EPA and Construction Industry’s Jan. 19th, Construction General Permit Rule Needs Correction:

Last summer I wrote about EPA’s proposed rule on Construction General Permit (CGP) and the ridiculous requirements about testing for PCBs from caulk in all demolition debris. The EPA had, perhaps with good intention, over-reached, because PCB in demolition debris is really quite rare. The CGP is a rule designed to address storm water protection. EPA has legitimate authority and duty to address storm water.

I commend EPA staff for correcting that misstep in the final regulation by fixing the PCB in demolition debris language. Their correction did no harm to the rule. They have focused the attention where it should be focused. However, there is still a serious flaw with the rule. The flaw has nothing to do with EPA’s environmental standard—which I don’t question. We need to regulate industries responsibly to protect streams.

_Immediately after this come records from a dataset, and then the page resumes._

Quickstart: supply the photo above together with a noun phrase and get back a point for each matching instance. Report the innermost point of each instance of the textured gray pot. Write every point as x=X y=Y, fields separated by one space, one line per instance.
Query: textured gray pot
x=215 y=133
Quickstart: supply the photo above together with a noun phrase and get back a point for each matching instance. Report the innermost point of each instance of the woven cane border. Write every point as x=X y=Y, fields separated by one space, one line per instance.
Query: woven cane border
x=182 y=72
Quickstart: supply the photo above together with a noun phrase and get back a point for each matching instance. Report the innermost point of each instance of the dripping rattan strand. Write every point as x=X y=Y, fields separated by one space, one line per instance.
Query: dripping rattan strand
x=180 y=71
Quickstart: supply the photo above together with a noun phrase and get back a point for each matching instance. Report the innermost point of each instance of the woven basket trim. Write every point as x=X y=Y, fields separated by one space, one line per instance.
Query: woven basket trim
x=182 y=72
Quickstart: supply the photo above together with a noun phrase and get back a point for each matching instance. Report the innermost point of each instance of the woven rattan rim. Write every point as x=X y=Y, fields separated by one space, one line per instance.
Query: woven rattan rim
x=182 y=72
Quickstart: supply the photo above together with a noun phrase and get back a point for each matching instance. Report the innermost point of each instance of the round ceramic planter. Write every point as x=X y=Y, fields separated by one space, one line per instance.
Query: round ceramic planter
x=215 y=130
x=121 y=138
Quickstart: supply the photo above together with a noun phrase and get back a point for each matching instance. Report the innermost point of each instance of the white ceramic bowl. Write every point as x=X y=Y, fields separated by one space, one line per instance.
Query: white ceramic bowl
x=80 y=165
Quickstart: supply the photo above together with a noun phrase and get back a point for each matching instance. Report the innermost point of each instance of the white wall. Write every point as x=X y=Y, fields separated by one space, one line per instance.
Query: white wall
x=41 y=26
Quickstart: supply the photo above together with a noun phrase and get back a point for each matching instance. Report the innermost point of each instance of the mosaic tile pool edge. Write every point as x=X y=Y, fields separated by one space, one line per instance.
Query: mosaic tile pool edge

The problem with the EPA’s Jan. 19, 2017 rule (literally the last day of the Obama Administration) is that it now applies joint and several liability to those in the industry for those engaged in virtually all earth moving activities. This EPA final rule is a big change from the 2008 and 2012 permit language that limits each operator’s liability to that portion of the site over which he/she had control. I think EPA went way too far in placing joint and several liability into the construction industry that often has many dozens of contractors and businesses in development projects. With joint and several liability, who would want to be the “last in” in the construction industry to build a home or building in a project that is adjacent to other construction projects. A construction company, doing no harm and following the new storm water protection regulations perfectly, could possibly be liable for another company’s errors (intentional or unintentional) for up to $52,500 per day. It could also ruin a home builder’s reputation if he/she had to pay fines for someone else’s bad judgment. Joint and several liability will surely send a chill through the construction industry—at the very time we need more jobs. Most home builders are small businesses. Imagine the problems for many small businesses trying to get financing if joint and several liability applied to the company.

Just think of the comparable impacts if this was a remodeling regulation in your own community on homeowners. Would you want to be financially responsible for remodeling your own home if you were also held responsible for a neighbor’s home remodel if that neighbor didn’t follow all appropriate code? You don’t have the right to enter that neighbor's home before you decide to remodel your house. You’d have no clue what they did or didn’t do in their home remodel. I think the comparison fits for development projects with many adjacent separate companies engaged in earth moving and building.

The Trump Administration presumably has an opportunity to further refine the storm water regulation or CGP rule. I hope they will do so very soon. The new CGP permit took effect last week—on Feb. 16, 2017. It is my hope that they will apply the Priebus Memo, take a look at the CGP, and fix the joint and several liability portion of the CGP rule. Unfortunately, for now, the rule is not listed on the Priebus Memo for the delay.

There is a commonsense solution that limits liability to bad actors and encourages construction projects to continue. We need both—more jobs and continued storm water protection by EPA. Reasonable steps by EPA can ensure both.